2. The district court plainly erred by imposing a 20-month sentence for
the purpose of allowing Higuera to participate in the Bureau of Prisons’
Residential Drug Abuse Program (RDAP). See Tapia v. United States, 564 U.S.
319, 332 (2011) (holding that the sentencing statute “precludes sentencing courts
from imposing or lengthening a prison term to promote an offender’s
rehabilitation”); United States v. Grant, 664 F.3d 276, 282 (9th Cir. 2011)
2
(applying Tapia to sentences imposed for violations of supervised release
conditions).
The district court’s only explanation for its sentence was that it was intended
“to allow [Higuera] correctional treatment; in particular, the RDAP program.”
This is little different than the explanation the Supreme Court found improper in
Tapia. See Tapia, 564 U.S. at 322. Though the district court’s colloquy here was
acceptable, it erred when it justified the term of Higuera’s sentence based on his
ability to secure rehabilitative services. See id. at 335. The error affected
Higuera’s substantial rights because the district court’s improper focus on
imposing a sentence sufficiently long to allow Higuera to participate in RDAP
gives rise to a reasonable probability that he would have otherwise received a
lesser sentence. United States v. Tapia, 665 F.3d 1059, 1063 (9th Cir. 2011)

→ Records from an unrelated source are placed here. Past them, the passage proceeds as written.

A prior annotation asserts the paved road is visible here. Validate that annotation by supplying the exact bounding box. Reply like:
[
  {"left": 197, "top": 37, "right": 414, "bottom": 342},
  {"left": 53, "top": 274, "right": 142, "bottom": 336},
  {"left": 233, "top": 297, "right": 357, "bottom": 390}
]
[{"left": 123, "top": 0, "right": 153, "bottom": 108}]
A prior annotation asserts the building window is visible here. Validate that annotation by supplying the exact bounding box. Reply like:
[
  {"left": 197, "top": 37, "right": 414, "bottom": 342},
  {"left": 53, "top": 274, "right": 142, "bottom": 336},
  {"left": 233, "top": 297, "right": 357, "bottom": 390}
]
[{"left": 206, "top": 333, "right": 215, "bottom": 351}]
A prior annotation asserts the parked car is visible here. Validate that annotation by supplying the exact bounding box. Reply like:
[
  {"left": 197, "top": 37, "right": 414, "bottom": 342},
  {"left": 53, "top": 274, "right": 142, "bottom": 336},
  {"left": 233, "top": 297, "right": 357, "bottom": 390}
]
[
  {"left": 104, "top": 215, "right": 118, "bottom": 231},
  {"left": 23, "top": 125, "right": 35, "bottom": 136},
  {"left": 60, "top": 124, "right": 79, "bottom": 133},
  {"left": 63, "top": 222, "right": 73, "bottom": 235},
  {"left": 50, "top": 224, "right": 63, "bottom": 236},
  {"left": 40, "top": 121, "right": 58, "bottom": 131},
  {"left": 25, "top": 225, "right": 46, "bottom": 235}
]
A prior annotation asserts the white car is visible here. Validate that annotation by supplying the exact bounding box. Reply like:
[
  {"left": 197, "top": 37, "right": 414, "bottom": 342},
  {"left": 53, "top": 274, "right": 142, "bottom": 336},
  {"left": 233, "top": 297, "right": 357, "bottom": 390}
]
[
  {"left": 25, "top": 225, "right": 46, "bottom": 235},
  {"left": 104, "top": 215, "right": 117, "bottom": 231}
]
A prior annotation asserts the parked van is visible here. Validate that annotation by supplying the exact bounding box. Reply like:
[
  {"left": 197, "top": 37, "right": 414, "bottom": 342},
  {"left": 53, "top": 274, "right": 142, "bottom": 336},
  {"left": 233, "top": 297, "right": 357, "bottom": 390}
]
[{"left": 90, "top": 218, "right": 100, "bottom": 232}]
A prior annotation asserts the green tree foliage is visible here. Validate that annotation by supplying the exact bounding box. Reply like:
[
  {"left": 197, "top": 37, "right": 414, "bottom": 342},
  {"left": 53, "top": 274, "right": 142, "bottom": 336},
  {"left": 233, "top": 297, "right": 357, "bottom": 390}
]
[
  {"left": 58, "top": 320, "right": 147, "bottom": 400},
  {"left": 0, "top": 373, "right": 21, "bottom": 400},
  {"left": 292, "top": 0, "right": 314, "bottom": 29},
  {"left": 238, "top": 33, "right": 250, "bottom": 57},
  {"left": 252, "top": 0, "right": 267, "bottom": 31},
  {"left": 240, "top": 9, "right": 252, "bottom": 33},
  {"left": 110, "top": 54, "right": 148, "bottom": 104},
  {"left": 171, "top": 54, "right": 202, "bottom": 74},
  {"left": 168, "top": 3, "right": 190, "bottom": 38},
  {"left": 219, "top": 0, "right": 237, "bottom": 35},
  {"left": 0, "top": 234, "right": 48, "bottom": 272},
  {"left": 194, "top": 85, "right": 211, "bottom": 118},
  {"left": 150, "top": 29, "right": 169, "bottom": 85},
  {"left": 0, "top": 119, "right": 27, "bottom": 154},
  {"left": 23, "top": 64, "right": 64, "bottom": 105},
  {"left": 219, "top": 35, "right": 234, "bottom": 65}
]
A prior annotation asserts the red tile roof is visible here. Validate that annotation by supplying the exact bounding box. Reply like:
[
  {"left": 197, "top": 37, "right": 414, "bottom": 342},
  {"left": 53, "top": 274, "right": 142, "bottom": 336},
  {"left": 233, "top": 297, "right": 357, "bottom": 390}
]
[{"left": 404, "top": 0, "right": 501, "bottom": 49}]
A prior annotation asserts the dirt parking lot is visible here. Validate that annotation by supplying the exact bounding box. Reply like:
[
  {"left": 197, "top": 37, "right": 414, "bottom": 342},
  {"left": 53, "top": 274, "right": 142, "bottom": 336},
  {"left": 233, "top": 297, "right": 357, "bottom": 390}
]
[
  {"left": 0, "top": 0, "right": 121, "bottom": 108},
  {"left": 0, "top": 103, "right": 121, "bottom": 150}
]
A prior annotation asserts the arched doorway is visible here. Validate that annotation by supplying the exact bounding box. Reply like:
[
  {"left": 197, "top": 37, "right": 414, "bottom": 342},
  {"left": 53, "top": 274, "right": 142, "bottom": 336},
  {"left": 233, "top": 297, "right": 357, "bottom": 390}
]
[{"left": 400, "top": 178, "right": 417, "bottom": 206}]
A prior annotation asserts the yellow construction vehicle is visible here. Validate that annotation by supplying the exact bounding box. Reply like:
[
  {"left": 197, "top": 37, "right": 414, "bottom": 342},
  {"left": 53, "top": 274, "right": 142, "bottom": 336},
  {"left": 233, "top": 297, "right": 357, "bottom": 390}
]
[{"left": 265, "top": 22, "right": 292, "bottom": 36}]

(where the district judge’s on-the-record comments confirmed that “the need to
provide treatment was one of the considerations that affect[ed] the length of the
sentence he imposed,” the defendant demonstrated “that there [was] a reasonable
probability that [he or she] would have received a different sentence but for the
district judge’s impermissible consideration of this factor” and “also demonstrated
that this error seriously affected the fairness, integrity, or public reputation of
judicial proceedings”) (internal quotation marks omitted); see also Grant, 664 F.3d
at 279, 282 (vacating, on plain error review, a sentence imposed in violation of
3
Tapia). We therefore vacate the sentence and remand to the district court for
resentencing.1
AFFIRMED in part, VACATED in part, REMANDED.
1
In light of our disposition, we do not address Higuera’s argument that the
20-month sentence was substantively unreasonable.